Individual Investors

Individual Investors´tax benefits

Business assets

  • Business assets include shares or securities in
    qualifying unquoted trading companies. For this
    purpose shares on AIM and PLUS are considered to be
    unquoted and can therefore
    qualify for business taper relief.
  • The company must be a trading company or the
    holding company of a trading group. Insubstantial
    non-trading activities may be undertaken. The
    non-trading activities should be insubstantial –
    broadly no more than 20 per cent.
  • A trading group comprises the company and its
    51 per cent or more subsidiaries, plus certain
    joint venture investments.
  • Business assets also include investments of at
    least 5 per cent or all holdings by employees
    and directors in shares or securities in a quoted
    trading company.
  • Shares held by directors and
    employees in any quoted or unquoted non-
    trading company also qualify as business assets
    if the individual holds not more than 10 per cent
    (including shares held by connected persons).

Non-business assets
Non-business assets include shares or securities in quoted companies (unless held by an employee) and non-qualifying unquoted companies.

Mixed assets
‘Mixed’ assets are those which were business assets for only part of the qualifying holding period. This may arise due to a change in legislation or a change in the status of the company (eg ceasing to be a trading company, or becoming quoted by, for example, moving to the Official List), or a change in the circumstances of the individual. For such assets, taper relief is calculated by first apportioning the gain between business and non-business periods. Each part of the gain attracts taper relief at the appropriate rate for the whole of the qualifying holding period.

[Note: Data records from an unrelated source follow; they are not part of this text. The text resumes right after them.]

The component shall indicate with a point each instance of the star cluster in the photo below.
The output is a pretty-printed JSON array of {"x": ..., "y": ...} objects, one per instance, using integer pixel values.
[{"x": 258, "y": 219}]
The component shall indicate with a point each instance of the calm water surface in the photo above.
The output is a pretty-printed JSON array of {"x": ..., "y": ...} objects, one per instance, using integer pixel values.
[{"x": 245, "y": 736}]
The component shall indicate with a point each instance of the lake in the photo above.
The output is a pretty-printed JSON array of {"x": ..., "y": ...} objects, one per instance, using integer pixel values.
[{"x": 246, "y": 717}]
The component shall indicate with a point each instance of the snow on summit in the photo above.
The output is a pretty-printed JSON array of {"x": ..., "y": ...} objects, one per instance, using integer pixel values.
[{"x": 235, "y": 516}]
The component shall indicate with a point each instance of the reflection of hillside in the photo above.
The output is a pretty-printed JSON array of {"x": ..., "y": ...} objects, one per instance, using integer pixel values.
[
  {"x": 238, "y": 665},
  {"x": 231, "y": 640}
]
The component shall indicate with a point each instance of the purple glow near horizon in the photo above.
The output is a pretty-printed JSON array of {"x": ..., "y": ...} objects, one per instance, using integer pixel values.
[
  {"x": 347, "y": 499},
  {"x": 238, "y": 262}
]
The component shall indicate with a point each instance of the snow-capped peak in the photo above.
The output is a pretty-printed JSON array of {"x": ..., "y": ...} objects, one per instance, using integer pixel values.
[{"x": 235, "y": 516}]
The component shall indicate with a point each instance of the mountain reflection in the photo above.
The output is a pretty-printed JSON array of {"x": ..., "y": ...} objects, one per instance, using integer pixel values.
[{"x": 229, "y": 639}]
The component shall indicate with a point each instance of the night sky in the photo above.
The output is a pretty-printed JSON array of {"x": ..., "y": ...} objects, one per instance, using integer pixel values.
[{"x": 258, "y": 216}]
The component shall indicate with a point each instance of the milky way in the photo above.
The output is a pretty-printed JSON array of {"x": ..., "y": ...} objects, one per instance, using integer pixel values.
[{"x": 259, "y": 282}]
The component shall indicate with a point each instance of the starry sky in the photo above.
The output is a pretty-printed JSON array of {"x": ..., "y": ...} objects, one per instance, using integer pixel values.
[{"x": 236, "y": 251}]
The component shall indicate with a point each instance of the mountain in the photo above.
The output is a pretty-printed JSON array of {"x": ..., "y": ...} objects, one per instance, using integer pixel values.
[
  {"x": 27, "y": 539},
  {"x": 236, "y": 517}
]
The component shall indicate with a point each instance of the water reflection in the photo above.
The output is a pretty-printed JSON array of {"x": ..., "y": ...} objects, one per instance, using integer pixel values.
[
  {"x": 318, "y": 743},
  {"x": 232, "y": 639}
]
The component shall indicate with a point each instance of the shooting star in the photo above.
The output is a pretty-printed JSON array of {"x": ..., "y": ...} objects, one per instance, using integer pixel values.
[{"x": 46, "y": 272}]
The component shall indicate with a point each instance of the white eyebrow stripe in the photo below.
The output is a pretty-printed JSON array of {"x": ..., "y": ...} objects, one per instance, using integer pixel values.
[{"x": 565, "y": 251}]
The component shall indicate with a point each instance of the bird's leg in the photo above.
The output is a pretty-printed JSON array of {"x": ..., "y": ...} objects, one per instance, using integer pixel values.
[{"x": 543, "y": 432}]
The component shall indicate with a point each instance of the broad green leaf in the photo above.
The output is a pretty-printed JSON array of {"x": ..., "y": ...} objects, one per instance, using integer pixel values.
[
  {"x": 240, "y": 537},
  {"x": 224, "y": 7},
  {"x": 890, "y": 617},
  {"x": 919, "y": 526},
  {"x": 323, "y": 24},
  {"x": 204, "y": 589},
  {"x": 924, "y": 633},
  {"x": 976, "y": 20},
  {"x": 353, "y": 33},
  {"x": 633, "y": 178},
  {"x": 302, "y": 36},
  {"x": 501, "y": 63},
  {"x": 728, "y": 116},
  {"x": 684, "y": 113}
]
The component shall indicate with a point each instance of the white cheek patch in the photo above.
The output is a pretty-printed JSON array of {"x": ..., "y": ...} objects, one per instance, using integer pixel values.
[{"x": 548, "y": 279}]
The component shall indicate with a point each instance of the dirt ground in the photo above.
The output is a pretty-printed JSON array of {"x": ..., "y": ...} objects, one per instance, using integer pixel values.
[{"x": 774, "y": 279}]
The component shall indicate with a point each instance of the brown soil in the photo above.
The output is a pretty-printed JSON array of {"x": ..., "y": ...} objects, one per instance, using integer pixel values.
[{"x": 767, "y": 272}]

Relationship with deferral reliefs
Where deferral relief is claimed on reinvestment under the EIS, taper relief on the deferred gain is frozen and that gain is not tapered further over the period of ownership of the EIS investment.

CGT gift relief
There is no general CGT relief for gifts (although transfers between husband and wife are on a no gain no loss basis). However, if shares or securities in an AIM and PLUS trading company are transferred, other than at arm’s length, the deemed capital gain arising can be ‘held over’, ie the CGT liability is postponed until a subsequent arm’s length disposal by the transferee, who effectively inherits the transferor’s base cost.
The relief must be claimed by both the transferor and transferee within five years and ten months of the end of the relevant tax year.

Who can benefit from taper relief?
• Taper relief is applicable to individuals and trustees, whether resident in the UK or not, on gains assessed to UK CGT.
? The relief is particularly useful for the transfer
or gift of shares within families.
? The transferee must be resident or ordinarily
resident in the UK and remain so for six years.
? There are no specific requirements for the
transferor.
There is no minimum or maximum holding required.
• It does not apply to a gift of shares to a
company.
Note: The effect of a gift is that the period of ownership for taper relief purposes starts again (except for transfer between husband and wife) and there is no taper relief for the previous period of ownership.